Immediate eligibility granted to players in the NCAA Transfer Portal has caused a recruiting firestorm in football and basketball and Lovelady believes baseball will see a similar impact.

"I think it's going to be a circus," Lovelady said. "I think that was not a great idea. I'm preaching to the choir here, but my idea is we should have put teams into pods with a rolling RPI and (only allowed) players to transfer down (to a lower-rated RPI team). It's not fair for a kid to be the backup to Josh Crouch and you're the same age, you're never playing. There should be ways for kids to find better situations, but you don't want to become minor leagues for anybody. This is what it's going to end up being. Kids are unhappy or they feel like they can go to bigger or better. We feel like schools at our level are going to be a feeder program for the Power Fives and teams below us, Division II and smaller D1s, will be a feeder for teams in our league. It's going to be mass chaos, at least this first year.

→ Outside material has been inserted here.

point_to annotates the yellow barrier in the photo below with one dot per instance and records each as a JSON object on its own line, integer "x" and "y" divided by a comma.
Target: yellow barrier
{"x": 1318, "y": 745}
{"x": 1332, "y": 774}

"I think after the first year kids will realize there's only so many spots and there's so many players in the transfer portal, when the music stops there's going to kids without spots. That might halt some things for next year, but I think the next three weeks will be mad chaos in the college baseball world. All the coaches have been fearful of this, though we've known it was coming for the last year and a half. We used to have this. Summer leagues were being recruited. Head coaches said they were watching their players, but they were seeing who they could poach. We called it the wild, wild west and we were thankful when it stopped, but we're back to it. Hopefully there's no fist fights on the recruiting trail."